Sunday, November 29, 2009
“If you’re looking for mother Teresa, she doesn’t live in Afghanistan.”
— Newsweek, November 9th.
With the war still raging in the east, and with claims of fraud and embezzlement in Afghanistan’s national elections, everyone is being realistic about Afghanistan’s chances at being, so called, ‘civilized’.
Some people say everyone should just let it be — if they want to fight, let them fight. Maybe the only way to resolve conflict in Afghanistan is through war; not an American vs Middle-East war, but rather a war that is settled by themselves, for their best interests. Because it seems to me like the more America and the rest of them fund the reconstruction of the country’s civil system, the more they unknowingly fund all these insurgent groups they’re fighting against.
Surely these funds can be put to better use, because this is a joke.
A while back, me and some of my friends were discussing in class the situation in Africa. We called it “invisible colonisation”, or in other words, globalisation.
Every fiscal year, trillions or dollars enter Africa, whether it be from businesses, government investments, charity, you name it. But what usually goes unseen is the trillions that come out of Africa as well.
To some, Africa might seem like the poorest and desolate place on the planet. It probably is, but to others, Africa is the best investment they’ve ever made.
Don’t get me wrong, there’s nothing wrong with pouring money into Africa. But for what purpose?
Just like the case in the middle-east, money going in, which was initially meant for economic and social reconstruction, ends up in the hands of ‘smart’ businessmen who launder it and use it to fund wars and fuel social chaos. Africa is exactly the same, just one big playing field for corporations and billionaires with nothing better to do but to make profit from an already starving continent.
People often wonder why the literacy level in Africa is always at a low, even after all the effort UNICEF and the rest of the UN has put into it. We all know the answer to this question: money.
People in Africa hardly have time to worry about education when they don’t even know when their next meal is. Yes, Red Cross, UNICEF etc. put an awful lot of attention on Africa, but there’s always millions who are left out. Who’s to blame? No one, really. But can we at least ensure that we’re doing everything that can be done?
Someone told me once that chocolate companies in Belgium have their chocolates made and packed in Africa for US$2 by some factory workers off the east coast of Africa, where all the cocoa is, and then they have it shipped to Europe, where it’s made to look all pretty and later put on the shelf for US$100.

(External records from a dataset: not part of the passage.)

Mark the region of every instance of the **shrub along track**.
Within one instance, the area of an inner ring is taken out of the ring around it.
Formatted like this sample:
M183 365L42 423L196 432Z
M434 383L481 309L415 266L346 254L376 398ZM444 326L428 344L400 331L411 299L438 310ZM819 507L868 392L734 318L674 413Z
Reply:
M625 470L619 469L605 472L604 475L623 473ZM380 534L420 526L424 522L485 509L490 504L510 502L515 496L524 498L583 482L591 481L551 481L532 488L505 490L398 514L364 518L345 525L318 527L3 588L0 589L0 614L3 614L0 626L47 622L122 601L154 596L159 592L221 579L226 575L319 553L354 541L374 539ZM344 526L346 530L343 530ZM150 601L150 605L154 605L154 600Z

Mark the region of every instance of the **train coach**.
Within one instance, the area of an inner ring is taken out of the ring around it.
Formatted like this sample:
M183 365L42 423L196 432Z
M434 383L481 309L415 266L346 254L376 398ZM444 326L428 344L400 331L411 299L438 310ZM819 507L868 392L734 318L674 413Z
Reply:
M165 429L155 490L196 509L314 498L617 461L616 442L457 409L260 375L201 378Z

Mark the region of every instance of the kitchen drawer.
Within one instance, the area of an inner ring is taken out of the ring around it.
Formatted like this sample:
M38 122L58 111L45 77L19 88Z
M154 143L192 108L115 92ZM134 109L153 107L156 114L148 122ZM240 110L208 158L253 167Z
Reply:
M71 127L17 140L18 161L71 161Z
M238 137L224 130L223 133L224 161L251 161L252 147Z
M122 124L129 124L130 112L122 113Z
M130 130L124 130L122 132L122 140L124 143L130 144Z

OK, look, there’s nothing wrong with being smart and knowing how to cut down on expenses, but how the heck can you sleep at night knowing that you’ve made US$98 off some poor Africans living off a fraction of what you earn in a day? It puzzles me, but we later come to realise that it is, funnily enough, the only chance Africa has of surviving. Because Africa is under-developed and is nowhere near technically strong enough to compete with the rest of the world, they have no choice but to rely on foreign investments. Companies that outsource their businesses can keep operating for next to nothing while the rest of Africa has no other option but to work for them because there are no other jobs.
So, someone needs to make sure all this money going into Africa is put to good use, and not used as a once off meal-ticket. We’re aiming for continuous development on all fronts, not just for the issues we can see today. Sure, saving one is better than saving none at all, but what’s happening now just doesn’t seem like a practical solution to the problems at hand. I think the focus has to shift from all these charity organisations to all these money-making business. Can something be done to ensure that the money they make has to go to Africa? At least partially. The sad thing is, all this is empty and blank, because at the end of the day, there’s no stopping globalisation; there’s no stopping outsourcing, and the same problem occurs over and over again. The rich get richer, the poor get poorer. One day, Africa will run out of resources, then we’ll see.
I stand neutral when it comes to the war in the east. Perhaps a war is necessary, but a war against who is the real question. Actually, it’s not who, but rather what. I think we need a global war. A war against unnecessary expenditure. Without trying to sound cheesy, there really is only one shot at this. JSF.